Les dirigeants de Manchester United parlent avec beaucoup d'ambition d'un nouveau stade, visant à ouvrir les portes d'ici six ans. Six ans. C'est un clin d'œil dans l'œil d'une construction majeure, surtout pour un projet de cette envergure. Collette Roche, la directrice des opérations du club, et Tom Heaton, le PDG du développement du stade, ont tous deux présenté un tableau d'un nouveau foyer étincelant d'ici 2030. Cela semble formidable sur le papier, un nouveau jouet brillant pour remplacer l'Old Trafford de plus en plus vétuste. Mais soyons réalistes, il ne s'agit pas seulement de couler du béton.
Écoutez, Old Trafford a son charme, c'est sûr. Le surnom de "Théâtre des Rêves" résonne encore pour beaucoup d'entre nous qui avons grandi en regardant Beckham frapper et Ronaldo éblouir. Mais l'endroit montre son âge, cela ne fait aucun doute. Le toit qui fuyait lors du match contre Crystal Palace en mai 2024 a été un rappel assez frappant. Les installations, comparées à ce que l'on voit au nouveau stade de Spurs, ou même à l'Emirates d'Arsenal, semblent avoir une ou deux décennies de retard. La dernière rénovation majeure de United a été l'agrandissement des quadrants au début des années 2000, ajoutant une capacité qui se situe maintenant autour de 74 310 places. Ils ont besoin de quelque chose de frais, de moderne, pour suivre le rythme des autres grands clubs de Premier League, qui sont tous soit dans de nouvelles maisons, soit en train de planifier des révisions majeures.
Voici le problème : les paroles sont bon marché, surtout quand elles viennent d'un club qui appartient aux Glazer depuis près de deux décennies. Combien de fois avons-nous entendu de grands projets de modernisation d'Old Trafford qui ne se sont jamais concrétisés ? La rénovation proposée de 200 millions de livres sterling du centre d'entraînement sous Sir Alex Ferguson en 2011 a été considérablement réduite. Les plans initiaux de régénération du stade, évoqués vers 2018, semblaient prendre la poussière. Il ne s'agit pas seulement d'argent, même si le prix estimé de 2 milliards de livres sterling pour un nouveau terrain est stupéfiant. Il s'agit de confiance. Les fans ont déjà été échaudés, on leur a promis des investissements pour ne les voir que s'égoutter ou disparaître complètement. Le groupe INEOS de Sir Jim Ratcliffe a maintenant le contrôle des opérations footballistiques et mène la charge sur le projet de stade, ce qui est un bon début. Mais tant que nous ne verrons pas de pelles dans le sol et de progrès réels, un sain scepticisme est justifié.
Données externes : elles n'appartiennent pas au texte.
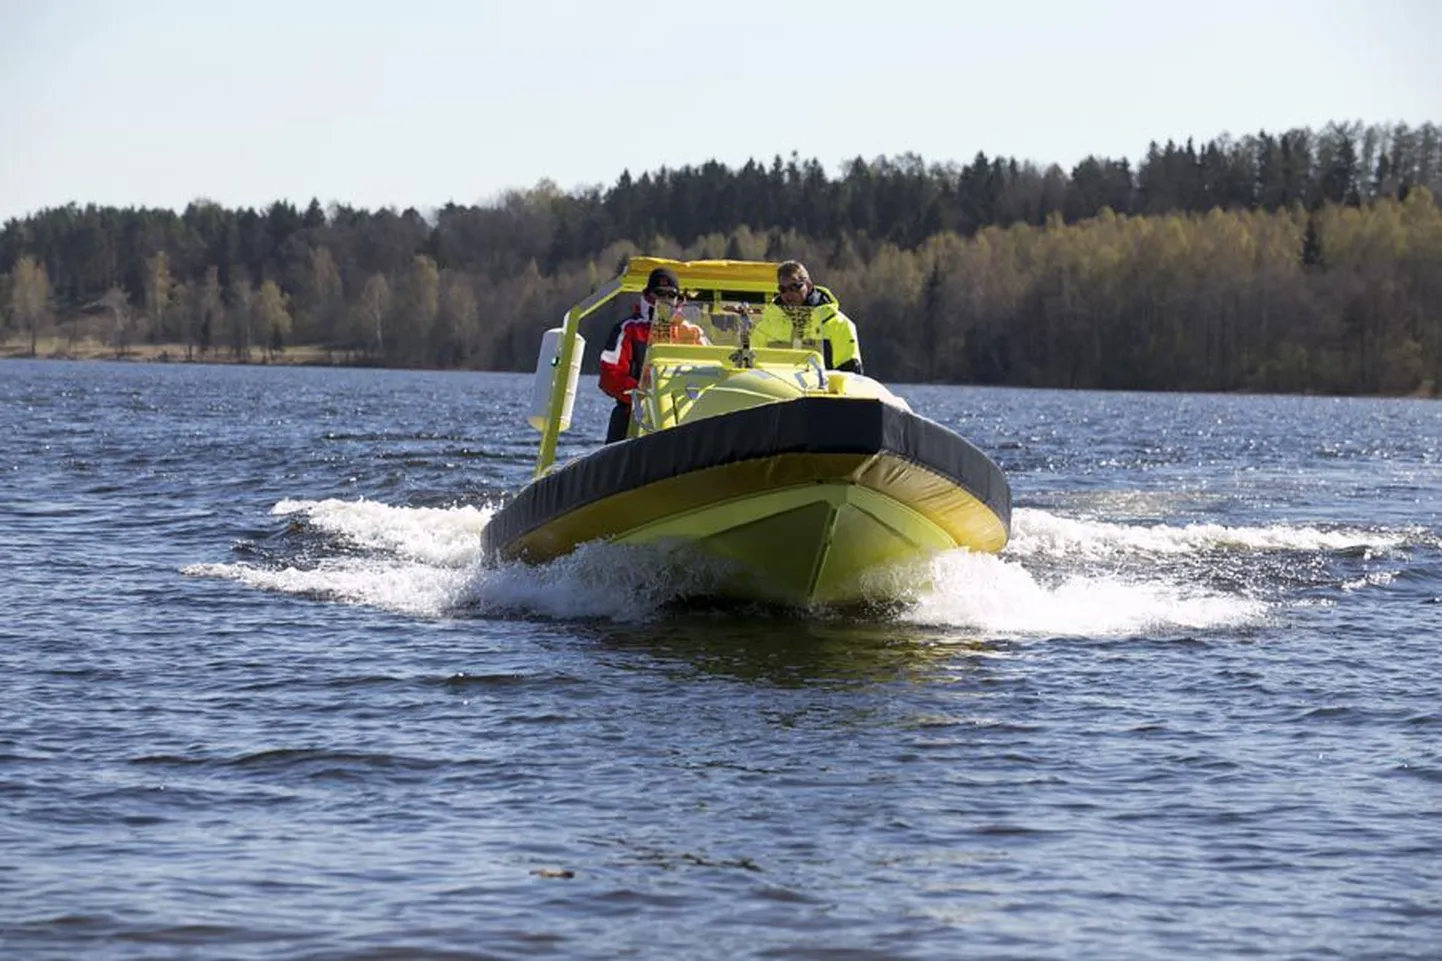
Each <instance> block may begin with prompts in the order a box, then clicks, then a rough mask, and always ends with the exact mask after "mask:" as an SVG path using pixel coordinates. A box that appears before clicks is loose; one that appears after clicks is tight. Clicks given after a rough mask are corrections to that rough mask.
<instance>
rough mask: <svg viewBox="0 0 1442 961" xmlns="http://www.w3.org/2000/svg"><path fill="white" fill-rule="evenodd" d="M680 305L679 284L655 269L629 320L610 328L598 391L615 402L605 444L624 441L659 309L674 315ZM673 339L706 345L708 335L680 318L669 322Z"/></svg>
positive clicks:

Un nouveau stade ne se résume pas à une plus grande capacité ou à des loges d'entreprise plus sophistiquées. Il s'agit de l'expérience globale du jour de match, de l'atmosphère et du sentiment que le club progresse réellement. Le nouveau stade de Tottenham, ouvert en avril 2019, a coûté environ 1 milliard de livres sterling et est instantanément devenu une référence. Il dispose de tout, d'une microbrasserie à un terrain rétractable pour les matchs de la NFL. United a besoin de ce genre d'ambition, de ce genre de vision. Mais ils doivent aussi bien gérer le côté football. À quoi bon un stade de classe mondiale si l'équipe sur le terrain termine constamment en dehors du top quatre, comme elle l'a fait lors de la saison 2021-22 où elle a terminé sixième ? Le nouveau stade doit coïncider avec un retour à des performances d'élite constantes, et non pas être une simple distraction de la médiocrité.
Mon avis tranché ? United n'atteindra pas cet objectif de six ans. Ils feront face à des retards de planification, à des coûts croissants et presque certainement à des querelles internes qui repousseront l'ouverture à au moins 2032.